Wednesday 7th of January 2026 Sahafi.jo | Ammanxchange.com
  • Last Update
    06-Jan-2026

Gov’t highlights 'strong' 2025 economic performance despite regional challenges

 

The Jordan Times

 

AMMAN — The government on Monday briefed the Senate and the Lower House on Jordan’s key economic developments in 2025, highlighting strong performance indicators that reflect the resilience of the national economy despite regional political and security challenges.
 
According to the briefing, gross domestic product (GDP) at constant prices maintained "steady" quarterly growth, rising from 2.5 per cent during the first three quarters of 2024 to 2.6 per cent in the fourth quarter, and then to 2.7 per cent in the first quarter and 2.8 per cent in the second and third quarters of 2025. GDP growth averaged 2.8 per cent in the first three quarters of 2025, up from 2.5 per cent in the same period of 2024.
 
Growth was led by productive sectors, including manufacturing (5.1 per cent), agriculture (7.7 per cent), electricity and gas supply (4.9 per cent), and transport and storage (4 per cent). The government noted that expansion in these sectors is expected to support employment and gradually reduce unemployment over the medium term, according to a Prime Ministry statement.
 
National exports rose 7.6 per cent during the first ten months of 2025, supported by stronger global demand.

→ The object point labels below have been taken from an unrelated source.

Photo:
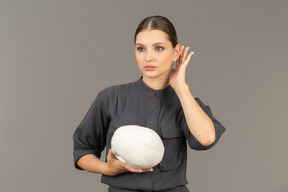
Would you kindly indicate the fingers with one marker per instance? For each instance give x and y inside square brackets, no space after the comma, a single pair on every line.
[135,170]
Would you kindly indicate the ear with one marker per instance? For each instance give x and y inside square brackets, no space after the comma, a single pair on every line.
[177,51]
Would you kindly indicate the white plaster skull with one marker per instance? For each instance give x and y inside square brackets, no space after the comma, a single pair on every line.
[139,147]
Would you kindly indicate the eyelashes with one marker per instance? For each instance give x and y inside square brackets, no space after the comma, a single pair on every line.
[142,49]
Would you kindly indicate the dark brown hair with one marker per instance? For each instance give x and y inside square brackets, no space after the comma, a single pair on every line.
[160,23]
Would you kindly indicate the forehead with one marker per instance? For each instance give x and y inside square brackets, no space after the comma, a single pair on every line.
[151,36]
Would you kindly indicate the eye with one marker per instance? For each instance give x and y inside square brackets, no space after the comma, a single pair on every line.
[140,49]
[159,48]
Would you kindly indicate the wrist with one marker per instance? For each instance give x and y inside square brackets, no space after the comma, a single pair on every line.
[181,89]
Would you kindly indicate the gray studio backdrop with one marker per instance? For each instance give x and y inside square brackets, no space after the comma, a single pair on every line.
[56,55]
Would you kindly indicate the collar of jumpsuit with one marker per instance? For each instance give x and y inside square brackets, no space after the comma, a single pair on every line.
[151,92]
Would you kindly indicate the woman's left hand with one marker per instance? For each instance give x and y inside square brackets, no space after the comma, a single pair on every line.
[177,77]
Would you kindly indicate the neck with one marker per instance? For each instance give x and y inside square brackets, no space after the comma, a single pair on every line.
[156,83]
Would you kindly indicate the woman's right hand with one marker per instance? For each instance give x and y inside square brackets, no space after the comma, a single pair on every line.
[115,167]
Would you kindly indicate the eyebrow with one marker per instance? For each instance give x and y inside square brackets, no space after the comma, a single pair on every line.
[152,45]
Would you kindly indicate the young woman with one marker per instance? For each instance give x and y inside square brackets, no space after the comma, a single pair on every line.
[160,100]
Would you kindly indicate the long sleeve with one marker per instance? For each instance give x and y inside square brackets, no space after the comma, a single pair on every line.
[90,135]
[219,129]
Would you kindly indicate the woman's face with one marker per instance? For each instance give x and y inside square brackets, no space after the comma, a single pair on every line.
[154,53]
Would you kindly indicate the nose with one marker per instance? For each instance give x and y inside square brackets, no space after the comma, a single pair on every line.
[149,56]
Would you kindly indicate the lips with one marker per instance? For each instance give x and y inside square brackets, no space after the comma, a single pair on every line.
[149,67]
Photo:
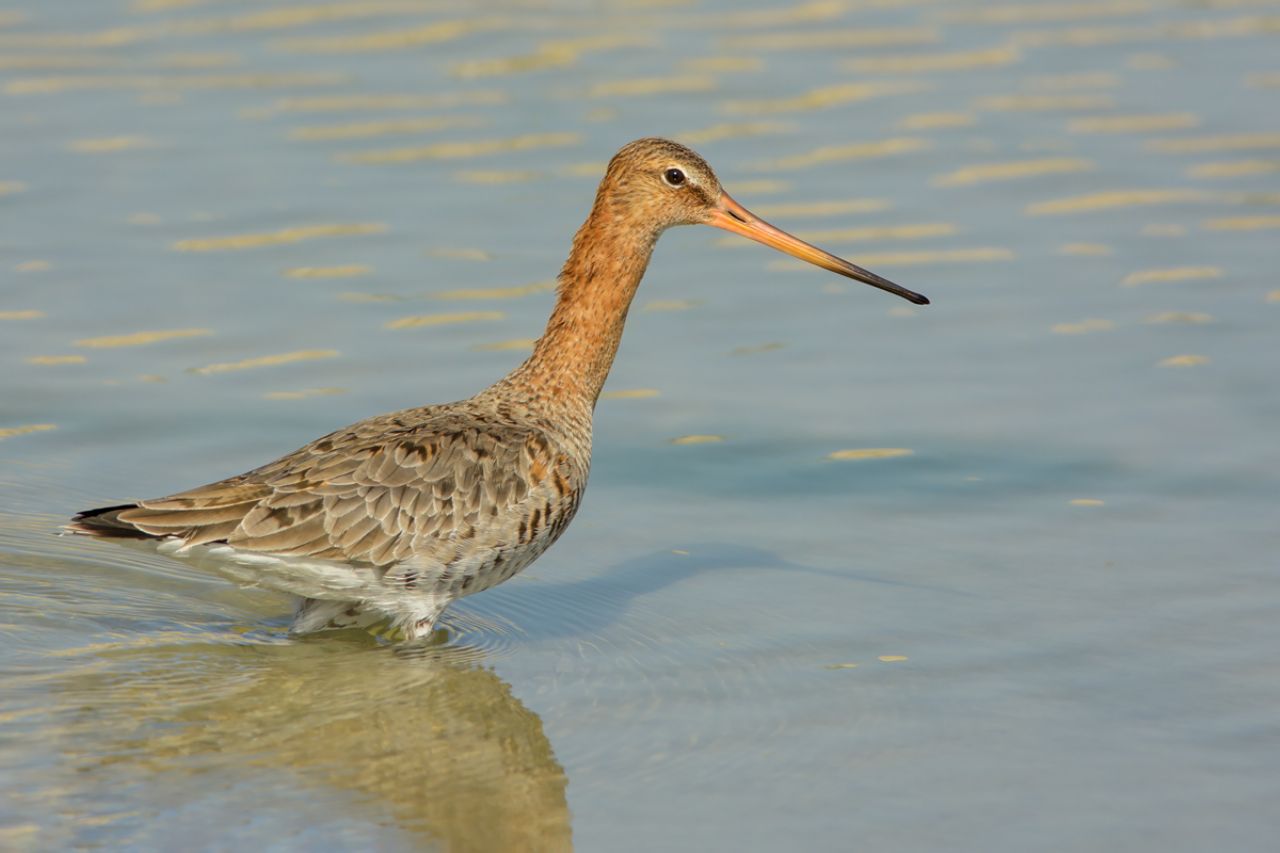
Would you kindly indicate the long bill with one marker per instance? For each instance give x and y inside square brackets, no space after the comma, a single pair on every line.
[732,217]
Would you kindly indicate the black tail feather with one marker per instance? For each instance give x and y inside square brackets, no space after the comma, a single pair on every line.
[105,521]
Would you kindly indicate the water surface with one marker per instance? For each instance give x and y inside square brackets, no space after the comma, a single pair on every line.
[997,574]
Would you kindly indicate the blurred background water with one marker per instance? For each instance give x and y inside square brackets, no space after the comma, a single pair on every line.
[997,574]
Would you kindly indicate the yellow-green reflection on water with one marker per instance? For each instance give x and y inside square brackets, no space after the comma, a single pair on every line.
[435,739]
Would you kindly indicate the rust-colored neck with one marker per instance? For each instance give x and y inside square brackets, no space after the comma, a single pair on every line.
[597,284]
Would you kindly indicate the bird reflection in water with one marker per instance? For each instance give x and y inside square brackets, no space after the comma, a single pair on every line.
[432,737]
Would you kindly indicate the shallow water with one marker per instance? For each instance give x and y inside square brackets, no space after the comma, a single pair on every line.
[1046,621]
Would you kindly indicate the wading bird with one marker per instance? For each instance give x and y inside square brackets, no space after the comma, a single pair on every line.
[396,516]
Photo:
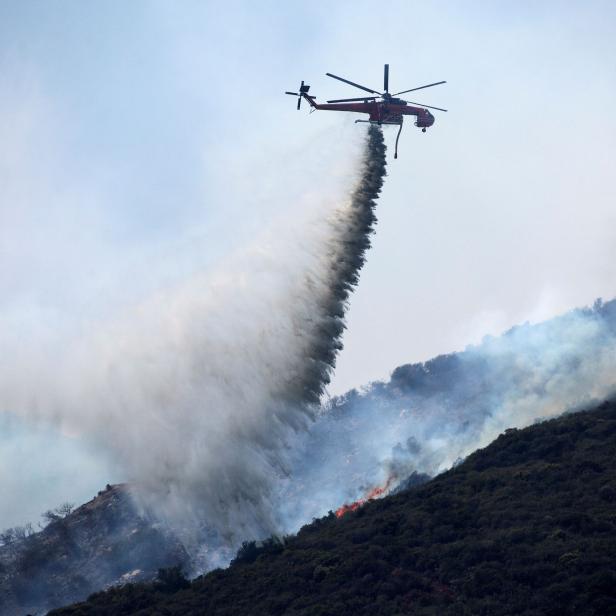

The briefing also highlighted the strong link between economic growth and the performance of the Amman Stock Exchange (ASE), which closed the year with a 44.5 per cent increase in market capitalisation. Trading value surged 83 per cent to JD2.2 billion, the highest level since 2018, while the ASE price index rose 45 per cent.
 
The financial, mining, manufacturing, energy, and utilities sectors led market gains. A total of 106 companies recorded share price increases, including 90 firms with rises exceeding 10 per cent, reflecting broad-based growth. The number of active investors also increased from 1,006 to 1,455 during the year, the statement said.
 
Corporate profitability also improved, with profits of public shareholding companies rising 10.7 per cent in the first three quarters of 2025. Meanwhile, the number of companies registered with the Companies Control Department increased 18.7 per cent, the highest growth rate in several years.
 
On the monetary front, foreign reserves at the Central Bank of Jordan reached a "record" $25.5 billion by the end of 2025, covering around nine months of imports. Bank deposits grew 7.3 per cent, while the dollarisation rate declined to 17.8 per cent by October, the statement said.
 
Workers’ remittances rose 4.2 per cent to JD2.6 billion in the first ten months of 2025, while tourism income increased 7 per cent during the first eleven months. Investment during the first three quarters totalled JD1.1 billion, up 27.7 per cent year-on-year.
 
Jordan also completed the fourth review under the IMF’s Extended Fund Facility (EFF) in 2025, enabling a $130 million draw, and concluded the first review under the Resilience and Sustainability Facility (RSF), granting access to $114 million. IMF staff commended fiscal policy, noting progress in reducing public debt to 80 per cent of GDP, the statement said.
 
Public finances were marked by accelerated capital spending, with JD1.4 billion disbursed, a 96 per cent execution rate and record growth of 15.1 per cent. The government also settled JD320 million in expenditure arrears in 2025, following JD300 million cleared in 2024, and plans to pay an additional JD300 million in 2026, the statement read.
 
Actual domestic revenues rose 4.5 per cent, achieving a 98 per cent collection rate of budgeted estimates, compared with 93 per cent in 2024.